Emancipation Day, Wednesday, November 1, 2023 11:00 a.m. Music, speakers, ceremony. Lunch and tours will be offered. Please RSVP to Developmentdirector@historiclondontown.org or call 410-222-1919 x 205 The Middle Passage Ceremonies and Port Markers Project was established in 2011 to honor the two million captive Africans who perished during the transatlantic crossing known as the Middle Passage and the ten million who survived to build the Americas.
In 2019, UNESCO (United Nations Educational, Scientific, and Cultural Organization) designated Historic London Town as a Routes of Enslaved Peoples Project Site of Memory.
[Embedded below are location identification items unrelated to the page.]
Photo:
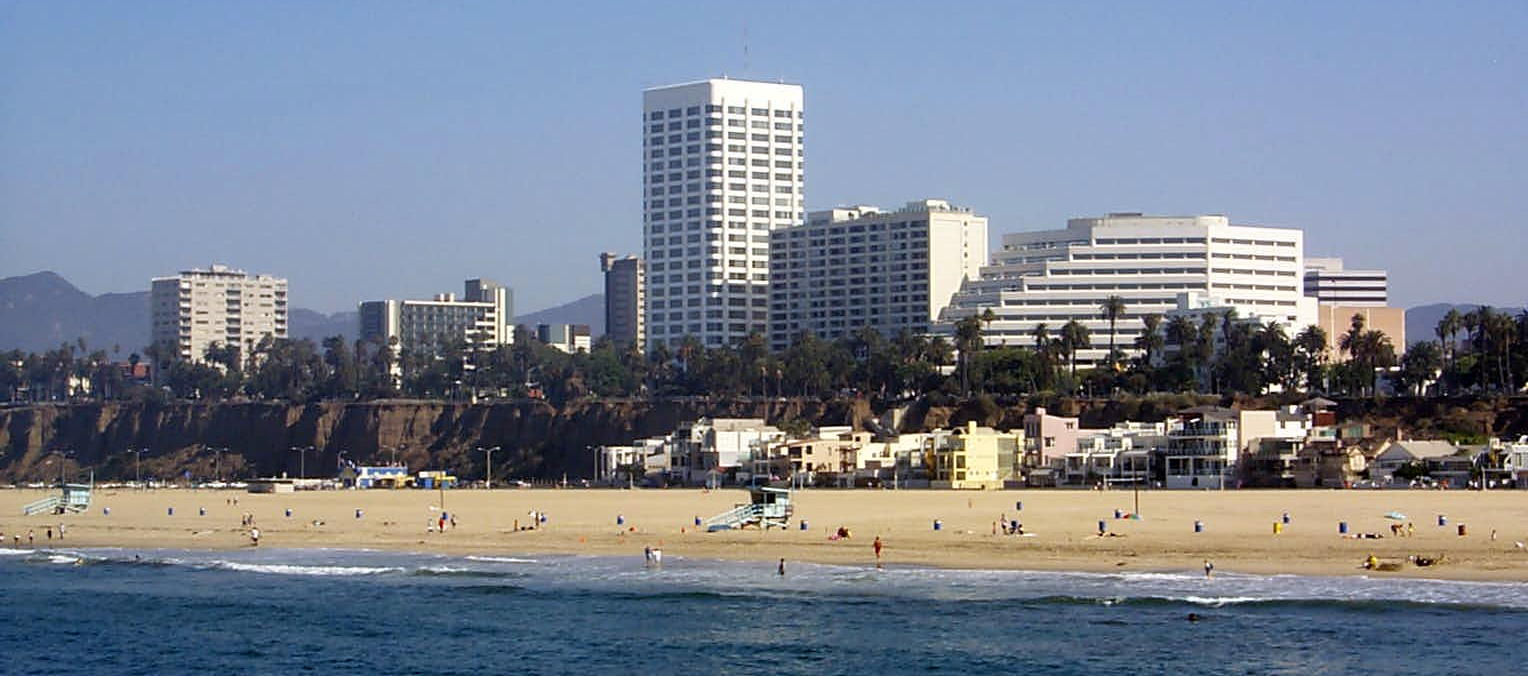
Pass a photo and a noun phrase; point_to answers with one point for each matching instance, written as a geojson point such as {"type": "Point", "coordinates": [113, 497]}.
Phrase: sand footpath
{"type": "Point", "coordinates": [1238, 526]}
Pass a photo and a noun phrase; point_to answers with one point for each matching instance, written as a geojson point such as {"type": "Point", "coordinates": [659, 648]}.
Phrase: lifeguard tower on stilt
{"type": "Point", "coordinates": [766, 508]}
{"type": "Point", "coordinates": [72, 499]}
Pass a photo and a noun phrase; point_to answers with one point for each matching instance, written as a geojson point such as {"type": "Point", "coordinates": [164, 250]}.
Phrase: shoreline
{"type": "Point", "coordinates": [1236, 537]}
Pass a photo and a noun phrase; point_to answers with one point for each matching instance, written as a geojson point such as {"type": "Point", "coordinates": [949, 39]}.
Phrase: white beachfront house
{"type": "Point", "coordinates": [1120, 453]}
{"type": "Point", "coordinates": [1401, 453]}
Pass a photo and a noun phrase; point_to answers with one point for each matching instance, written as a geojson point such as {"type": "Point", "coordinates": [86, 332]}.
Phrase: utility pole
{"type": "Point", "coordinates": [489, 465]}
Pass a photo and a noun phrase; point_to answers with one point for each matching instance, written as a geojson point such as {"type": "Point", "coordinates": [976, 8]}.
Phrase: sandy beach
{"type": "Point", "coordinates": [1238, 526]}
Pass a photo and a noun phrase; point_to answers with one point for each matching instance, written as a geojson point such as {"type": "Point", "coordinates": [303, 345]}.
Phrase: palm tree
{"type": "Point", "coordinates": [1111, 311]}
{"type": "Point", "coordinates": [1447, 329]}
{"type": "Point", "coordinates": [1074, 337]}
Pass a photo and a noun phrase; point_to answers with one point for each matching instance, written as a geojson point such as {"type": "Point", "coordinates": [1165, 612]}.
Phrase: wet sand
{"type": "Point", "coordinates": [1238, 526]}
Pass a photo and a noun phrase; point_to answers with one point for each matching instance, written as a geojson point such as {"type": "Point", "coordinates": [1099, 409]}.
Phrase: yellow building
{"type": "Point", "coordinates": [974, 456]}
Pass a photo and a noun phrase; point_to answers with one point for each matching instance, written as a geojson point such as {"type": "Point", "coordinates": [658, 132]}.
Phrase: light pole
{"type": "Point", "coordinates": [217, 462]}
{"type": "Point", "coordinates": [489, 465]}
{"type": "Point", "coordinates": [301, 459]}
{"type": "Point", "coordinates": [138, 467]}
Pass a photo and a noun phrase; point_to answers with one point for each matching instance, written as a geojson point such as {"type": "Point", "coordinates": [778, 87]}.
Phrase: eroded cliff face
{"type": "Point", "coordinates": [537, 441]}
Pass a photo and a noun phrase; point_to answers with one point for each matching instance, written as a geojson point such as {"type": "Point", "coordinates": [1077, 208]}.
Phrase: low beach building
{"type": "Point", "coordinates": [1394, 456]}
{"type": "Point", "coordinates": [978, 458]}
{"type": "Point", "coordinates": [1117, 454]}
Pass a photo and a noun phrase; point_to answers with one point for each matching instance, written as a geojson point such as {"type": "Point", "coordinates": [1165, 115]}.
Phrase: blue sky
{"type": "Point", "coordinates": [370, 150]}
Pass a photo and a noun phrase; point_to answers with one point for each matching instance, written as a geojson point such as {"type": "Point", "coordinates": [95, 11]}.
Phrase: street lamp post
{"type": "Point", "coordinates": [489, 465]}
{"type": "Point", "coordinates": [301, 459]}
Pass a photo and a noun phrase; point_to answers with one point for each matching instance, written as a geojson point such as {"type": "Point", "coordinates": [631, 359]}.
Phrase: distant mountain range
{"type": "Point", "coordinates": [589, 309]}
{"type": "Point", "coordinates": [42, 311]}
{"type": "Point", "coordinates": [1421, 321]}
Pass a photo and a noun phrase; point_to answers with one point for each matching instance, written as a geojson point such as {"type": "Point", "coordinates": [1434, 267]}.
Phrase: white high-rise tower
{"type": "Point", "coordinates": [723, 165]}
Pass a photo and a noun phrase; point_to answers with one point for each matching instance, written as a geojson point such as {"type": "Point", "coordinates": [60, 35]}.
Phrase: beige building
{"type": "Point", "coordinates": [857, 266]}
{"type": "Point", "coordinates": [624, 279]}
{"type": "Point", "coordinates": [479, 318]}
{"type": "Point", "coordinates": [1337, 320]}
{"type": "Point", "coordinates": [978, 458]}
{"type": "Point", "coordinates": [219, 306]}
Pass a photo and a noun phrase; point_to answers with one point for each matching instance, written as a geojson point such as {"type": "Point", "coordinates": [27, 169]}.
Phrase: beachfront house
{"type": "Point", "coordinates": [1394, 456]}
{"type": "Point", "coordinates": [1328, 464]}
{"type": "Point", "coordinates": [1203, 445]}
{"type": "Point", "coordinates": [715, 448]}
{"type": "Point", "coordinates": [977, 458]}
{"type": "Point", "coordinates": [387, 476]}
{"type": "Point", "coordinates": [1117, 454]}
{"type": "Point", "coordinates": [1047, 441]}
{"type": "Point", "coordinates": [1515, 462]}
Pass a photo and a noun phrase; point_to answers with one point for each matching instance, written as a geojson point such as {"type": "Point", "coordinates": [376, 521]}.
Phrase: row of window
{"type": "Point", "coordinates": [696, 110]}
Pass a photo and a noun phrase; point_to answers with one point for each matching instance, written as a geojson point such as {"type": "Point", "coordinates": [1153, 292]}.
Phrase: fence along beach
{"type": "Point", "coordinates": [1241, 531]}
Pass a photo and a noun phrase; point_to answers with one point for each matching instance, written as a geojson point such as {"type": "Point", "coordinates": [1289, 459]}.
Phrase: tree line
{"type": "Point", "coordinates": [1217, 354]}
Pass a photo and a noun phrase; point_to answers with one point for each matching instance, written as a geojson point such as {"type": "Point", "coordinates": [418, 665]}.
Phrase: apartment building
{"type": "Point", "coordinates": [624, 279]}
{"type": "Point", "coordinates": [1045, 279]}
{"type": "Point", "coordinates": [1328, 280]}
{"type": "Point", "coordinates": [217, 306]}
{"type": "Point", "coordinates": [723, 167]}
{"type": "Point", "coordinates": [856, 266]}
{"type": "Point", "coordinates": [480, 318]}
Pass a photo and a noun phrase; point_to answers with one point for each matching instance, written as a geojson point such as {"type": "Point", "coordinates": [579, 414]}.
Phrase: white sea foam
{"type": "Point", "coordinates": [501, 560]}
{"type": "Point", "coordinates": [295, 569]}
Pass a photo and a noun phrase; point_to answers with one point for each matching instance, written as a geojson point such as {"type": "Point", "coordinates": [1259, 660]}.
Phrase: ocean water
{"type": "Point", "coordinates": [283, 611]}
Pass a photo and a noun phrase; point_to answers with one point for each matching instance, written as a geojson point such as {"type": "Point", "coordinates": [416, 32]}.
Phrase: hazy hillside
{"type": "Point", "coordinates": [42, 309]}
{"type": "Point", "coordinates": [589, 309]}
{"type": "Point", "coordinates": [1421, 321]}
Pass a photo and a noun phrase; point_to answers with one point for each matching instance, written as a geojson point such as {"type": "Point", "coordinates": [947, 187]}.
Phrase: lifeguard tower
{"type": "Point", "coordinates": [766, 508]}
{"type": "Point", "coordinates": [74, 497]}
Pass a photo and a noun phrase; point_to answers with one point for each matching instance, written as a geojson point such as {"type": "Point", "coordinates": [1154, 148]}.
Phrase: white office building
{"type": "Point", "coordinates": [1330, 282]}
{"type": "Point", "coordinates": [1056, 276]}
{"type": "Point", "coordinates": [859, 266]}
{"type": "Point", "coordinates": [217, 306]}
{"type": "Point", "coordinates": [723, 165]}
{"type": "Point", "coordinates": [480, 318]}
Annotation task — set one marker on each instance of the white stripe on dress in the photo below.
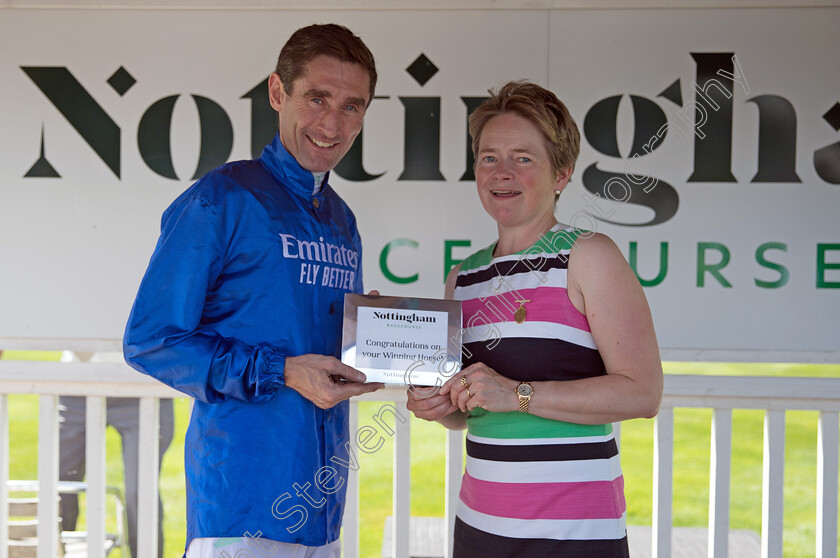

It was here that at least four ships brought chained and shackled Africans to its port on the South River: the Margaret (1718), the Elizabeth (1719), the Clapham (1729), and the Jenny (1760). It is estimated that several more vessels arrived at the shores of this colonial town, where captives were unloaded and prepared for sale to the highest bidder. Some were bought and sold from the property of William Brown, tavern keeper and ferry master. Thousands of people in bondage lived, worked, and died in this colonial seaport and its surroundings. Others, sold here, were enslaved elsewhere. By 1776, more than half the people living in and around London Town were enslaved. You are welcome to join us in commemoration of the lives of those who perished, those who endured the Middle Passage, those who were enslaved, and their descendants as we honor the spirit of resilience and hope. 11:00 am: Ceremony begins Mid-day: Lunch Beginning at 1:00: Optional tours Please RSVP to Developmentdirector@historiclondontown.org or call 410-222-1919 x 205 Sankofa is a Twi word from the Akan tribe of Ghana that loosely translates from a proverb to “go back and get it.” This phrase encourages learning from the past to inform the future, reaching back to move forward, and lifting as we climb.